Damian and I are keen to understand the 'where' of this digital opera, especially as we are employing streaming audio. The conversation developed into the individual's experience within a collective event. We talked about the notion of having individuals around the world sharing this event i.e. the performance of the piece streaming over the internet and individuals in hotel lobbies around the world 'listening in'.

A further discussion surrounded the nature of the live element, and appropriateness... perhaps a development of the (narrow band) A-I that is present in cyber-Superfield [Mumbai] could be employed, so that the app access the iPhone clock and it knows what time of day it is thereby adjusting the parameters (of file type selection, length etc) according to the dynamics of the day with which people are listening.

Damian understands this piece - at this point in time, without having entered into a serious R&D process - as about the expectation at the point of departure ... the thoughts and feelings that go through ones mind as we depart for a journey. He mentioned that we could use Eurostar at Waterloo.

Themes that are present:
1: road movie - embarking on a journey
2: Philosophy of pleasure
3: Simultaneity of journies present in the library
4: ever present pain of being apart from Eliza

The composition will take 3 forms:
1: live stream of a performance to people in hotel lobbies, train departure lounges, airport lounge etc at specific times during the day (accommodate world clock). [The individual audio from the instrumentalists will also be put into the ASJ library for part 2 below

2: An app similar to SFM that intelligently streams an individualized performance of the piece from the master library

3: Live performances - with Davy McGuire visual and a live Yorick - that is simultaneously streamed. [This will require stage 2 funding]







Thursday 5 August 2010

Rethinking Opera by Christopher Fox (prof)

Finally some sense is being spoken:

Rethinking Opera by Christopher Fox LINK

Quotes:

Opera is, above all, a dramatic form, its defining feature being that its dramas are played out in music by singers
cv - don't like the use of the term singers - perhaps the musical voice would be more relevant as it could include musicised treatments of human voice other than 'singing', and would include the instrumentalist voice.

everything we see and hear flows from dramatic necessity: the musical idiom, the words, the pace and pitch of the vocal lines.

How many operas of the last 100 years have carried on this tradition of innovation? No more than a handful: Aldan Berg's Wozzeck, Philip Glass's Einstein on the Beach ... it's not a list I find easy to extend.

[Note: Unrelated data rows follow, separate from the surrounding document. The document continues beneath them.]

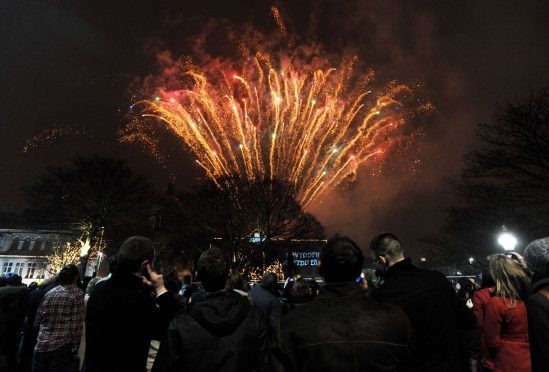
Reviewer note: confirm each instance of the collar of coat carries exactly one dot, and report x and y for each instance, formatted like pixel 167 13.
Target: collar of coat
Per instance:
pixel 540 284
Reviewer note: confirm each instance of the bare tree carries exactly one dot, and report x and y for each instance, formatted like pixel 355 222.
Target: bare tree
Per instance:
pixel 506 180
pixel 96 196
pixel 229 218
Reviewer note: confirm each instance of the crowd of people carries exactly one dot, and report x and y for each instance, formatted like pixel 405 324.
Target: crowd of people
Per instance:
pixel 136 320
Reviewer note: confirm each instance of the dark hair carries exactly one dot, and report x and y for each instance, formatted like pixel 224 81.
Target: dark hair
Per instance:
pixel 113 261
pixel 68 275
pixel 14 279
pixel 236 281
pixel 213 269
pixel 341 260
pixel 300 289
pixel 133 252
pixel 386 245
pixel 487 280
pixel 536 255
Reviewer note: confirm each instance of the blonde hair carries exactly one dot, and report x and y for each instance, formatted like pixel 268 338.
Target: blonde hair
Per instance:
pixel 512 281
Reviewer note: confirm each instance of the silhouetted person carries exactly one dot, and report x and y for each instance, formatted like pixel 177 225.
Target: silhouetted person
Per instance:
pixel 219 330
pixel 343 329
pixel 266 298
pixel 126 311
pixel 505 331
pixel 536 256
pixel 59 320
pixel 428 299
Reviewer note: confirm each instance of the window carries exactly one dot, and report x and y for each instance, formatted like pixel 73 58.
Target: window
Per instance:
pixel 31 267
pixel 19 266
pixel 26 244
pixel 7 268
pixel 15 243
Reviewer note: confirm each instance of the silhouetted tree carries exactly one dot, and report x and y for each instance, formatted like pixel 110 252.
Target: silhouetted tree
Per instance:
pixel 230 218
pixel 97 196
pixel 506 180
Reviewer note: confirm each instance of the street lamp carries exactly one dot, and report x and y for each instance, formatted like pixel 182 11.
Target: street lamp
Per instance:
pixel 507 241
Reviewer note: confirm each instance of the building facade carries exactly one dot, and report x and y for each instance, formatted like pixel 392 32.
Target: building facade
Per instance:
pixel 24 251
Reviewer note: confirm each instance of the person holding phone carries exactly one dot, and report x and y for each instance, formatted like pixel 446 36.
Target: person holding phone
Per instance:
pixel 127 311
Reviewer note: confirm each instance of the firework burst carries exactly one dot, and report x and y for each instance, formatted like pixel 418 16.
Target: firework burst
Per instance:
pixel 309 127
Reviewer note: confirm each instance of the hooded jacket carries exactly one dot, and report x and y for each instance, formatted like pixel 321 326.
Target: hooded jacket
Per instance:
pixel 343 330
pixel 219 331
pixel 122 317
pixel 428 299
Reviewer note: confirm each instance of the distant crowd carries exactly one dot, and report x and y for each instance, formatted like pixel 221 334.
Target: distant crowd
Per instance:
pixel 137 320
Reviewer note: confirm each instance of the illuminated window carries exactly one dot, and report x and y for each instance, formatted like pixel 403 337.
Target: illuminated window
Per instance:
pixel 15 243
pixel 7 268
pixel 19 266
pixel 31 268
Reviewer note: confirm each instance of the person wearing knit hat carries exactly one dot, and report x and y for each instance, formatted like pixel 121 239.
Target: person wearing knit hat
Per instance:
pixel 536 255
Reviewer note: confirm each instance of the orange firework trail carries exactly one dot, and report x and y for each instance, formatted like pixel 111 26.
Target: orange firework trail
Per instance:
pixel 311 130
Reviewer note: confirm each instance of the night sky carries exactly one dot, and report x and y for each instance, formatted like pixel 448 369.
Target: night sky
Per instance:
pixel 69 64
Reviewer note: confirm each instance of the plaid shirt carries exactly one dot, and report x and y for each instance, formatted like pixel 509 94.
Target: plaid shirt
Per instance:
pixel 60 318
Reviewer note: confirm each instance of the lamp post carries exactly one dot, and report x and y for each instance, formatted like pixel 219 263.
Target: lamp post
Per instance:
pixel 507 240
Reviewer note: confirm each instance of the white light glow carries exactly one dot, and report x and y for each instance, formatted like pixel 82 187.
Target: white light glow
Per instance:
pixel 507 241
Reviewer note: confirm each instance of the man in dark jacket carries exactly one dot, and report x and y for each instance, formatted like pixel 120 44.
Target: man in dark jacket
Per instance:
pixel 264 297
pixel 125 312
pixel 219 330
pixel 343 329
pixel 428 299
pixel 536 256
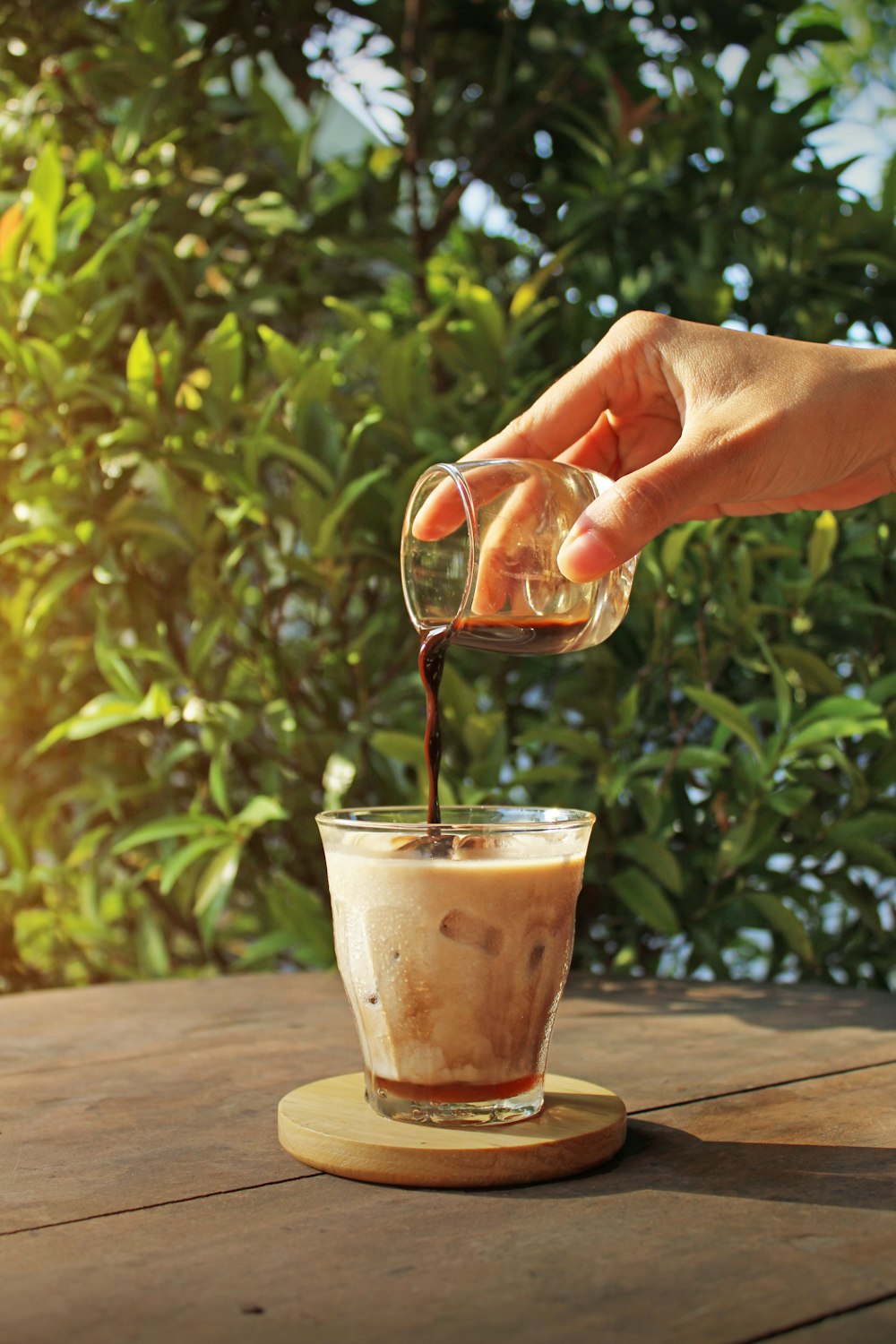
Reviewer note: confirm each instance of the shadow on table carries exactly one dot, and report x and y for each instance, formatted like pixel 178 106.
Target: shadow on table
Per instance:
pixel 772 1007
pixel 659 1158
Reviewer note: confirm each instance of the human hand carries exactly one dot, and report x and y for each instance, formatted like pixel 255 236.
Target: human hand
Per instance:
pixel 697 422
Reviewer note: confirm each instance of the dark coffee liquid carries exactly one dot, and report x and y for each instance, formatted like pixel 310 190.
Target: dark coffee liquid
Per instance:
pixel 503 634
pixel 437 1094
pixel 498 633
pixel 433 648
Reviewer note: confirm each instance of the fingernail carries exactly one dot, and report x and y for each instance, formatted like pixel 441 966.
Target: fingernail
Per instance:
pixel 583 556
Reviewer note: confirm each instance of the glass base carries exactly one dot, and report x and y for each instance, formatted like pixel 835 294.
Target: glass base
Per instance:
pixel 458 1104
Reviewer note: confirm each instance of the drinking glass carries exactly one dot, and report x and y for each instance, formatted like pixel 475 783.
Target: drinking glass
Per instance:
pixel 478 553
pixel 452 943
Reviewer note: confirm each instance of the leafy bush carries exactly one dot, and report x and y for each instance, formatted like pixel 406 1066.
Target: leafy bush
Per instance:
pixel 236 324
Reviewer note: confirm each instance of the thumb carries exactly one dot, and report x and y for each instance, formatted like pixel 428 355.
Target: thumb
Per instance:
pixel 621 521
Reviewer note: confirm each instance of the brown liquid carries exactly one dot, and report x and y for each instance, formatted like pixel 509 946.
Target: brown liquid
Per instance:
pixel 498 633
pixel 437 1094
pixel 503 634
pixel 433 648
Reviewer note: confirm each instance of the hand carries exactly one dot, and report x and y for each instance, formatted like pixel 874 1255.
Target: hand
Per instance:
pixel 697 422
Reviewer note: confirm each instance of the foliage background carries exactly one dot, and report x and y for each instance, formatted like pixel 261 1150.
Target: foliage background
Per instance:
pixel 236 323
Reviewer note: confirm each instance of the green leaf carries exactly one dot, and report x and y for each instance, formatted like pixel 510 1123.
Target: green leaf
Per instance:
pixel 217 883
pixel 812 671
pixel 169 828
pixel 726 712
pixel 47 187
pixel 51 593
pixel 783 698
pixel 223 354
pixel 828 730
pixel 871 855
pixel 339 774
pixel 185 857
pixel 823 543
pixel 646 900
pixel 785 922
pixel 352 492
pixel 657 859
pixel 285 360
pixel 876 824
pixel 140 371
pixel 152 949
pixel 675 545
pixel 791 798
pixel 405 747
pixel 257 814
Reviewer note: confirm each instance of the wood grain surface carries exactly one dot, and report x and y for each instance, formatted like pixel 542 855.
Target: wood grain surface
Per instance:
pixel 330 1125
pixel 144 1196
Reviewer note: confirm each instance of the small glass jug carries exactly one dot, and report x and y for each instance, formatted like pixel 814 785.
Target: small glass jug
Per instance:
pixel 478 554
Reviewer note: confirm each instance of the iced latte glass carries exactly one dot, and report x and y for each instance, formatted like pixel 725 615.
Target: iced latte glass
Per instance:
pixel 452 943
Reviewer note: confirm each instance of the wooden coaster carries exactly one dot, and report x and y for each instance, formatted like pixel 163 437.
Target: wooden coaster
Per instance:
pixel 330 1125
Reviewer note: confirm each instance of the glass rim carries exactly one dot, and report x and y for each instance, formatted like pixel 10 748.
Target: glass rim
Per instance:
pixel 410 819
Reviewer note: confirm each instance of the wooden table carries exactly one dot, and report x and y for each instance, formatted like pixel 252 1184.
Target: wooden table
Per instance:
pixel 144 1198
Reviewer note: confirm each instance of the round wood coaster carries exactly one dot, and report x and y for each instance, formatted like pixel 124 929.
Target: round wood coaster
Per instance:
pixel 330 1125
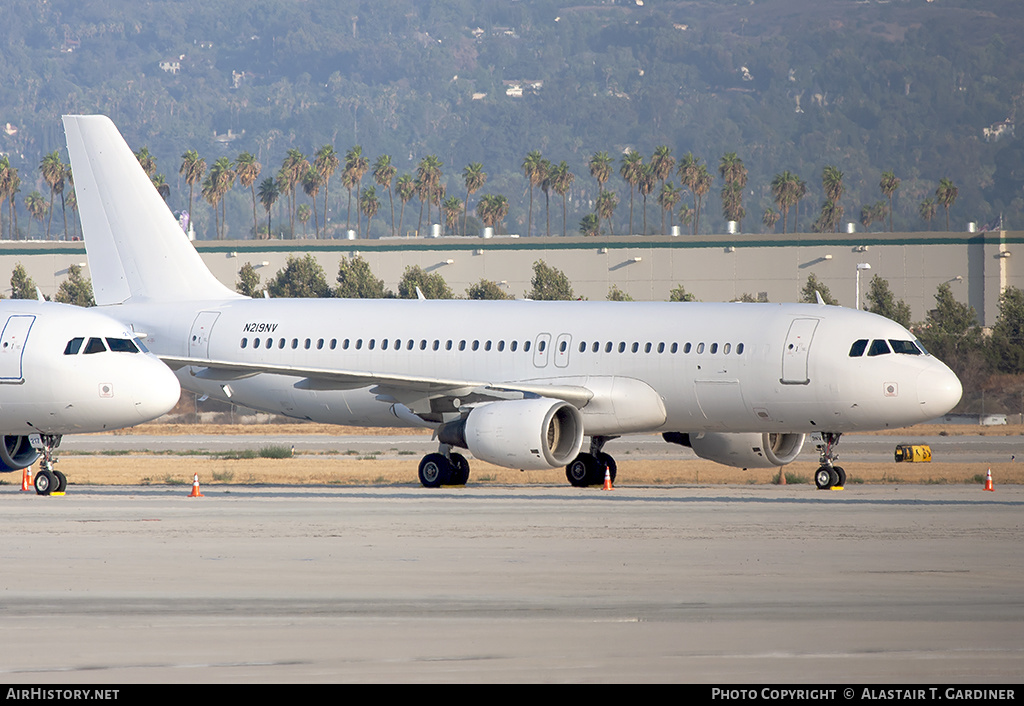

the concept-led 'directors' opera' of Patrice Chéreau, Harry Kupfer, Peter Sellers and others has attempted to cover up the absence of new ideas by shoe-horning old texts into new thearical shapes.

history shows us that dramatic innovation in opera has always been led by composers not institutions.

So many things have changed the ways in which we experience drama - film, amplification, telecommunications - yet most investment in new opera still goes into works in which singers with big voices attempt to project over symphony orchestras.

The singers act out stories with beginnings, middles and endings and articulate their thoughts and feelings through vocal lines whose contours owe more to musical fashion than to the expressive identity of individual characters with the drama.

There is little sense in most new operas that their creators have given any serious consideration to whether or not it is appropriate to use a theatrical apparatus perfected by Wagner in the 1870s and 80s.

As long as new works continue to be created for the existing resources of these imposing venues, the problem will remain

Nor, in most contemporary opera, is there an obvious dramatic reason why these characters should sing rather than talk

Nevertheless I see no intrinsic reason why there can not be a form of theatre involving singers and music which has rather more to do with the experience of people n the twenty-first century and which makes a more sophisticated combination of voices and music than can be found in musical theatre.

I would like to advocate a fundamental reform, a return to first principles, as if Orfeo and all the subsequent history of opera had never happened, an attempt to imagine a form of theatre which entirely depends on live music and singing.

it will probably have something to do with the great theatrical innovators of the last 100 years - Brecht, Beckett, Cunningham, Bausch for example - and it will probably use new spaces and new instrumental media

Imagine a theatre in which music was not just a suggestive soundtrack but the drama itself, in which singers sang not because they happened to be opera-singers but because singing was an essential part of their characters' identities. It would be quite something.
cv - Again I don't like the use of the term singers and I reckon this will impede his progression with his reformed opera - perhaps the musical voice would be more relevant as it could include musicised treatments of human voice other than 'singing', and would include the instrumentalist voice.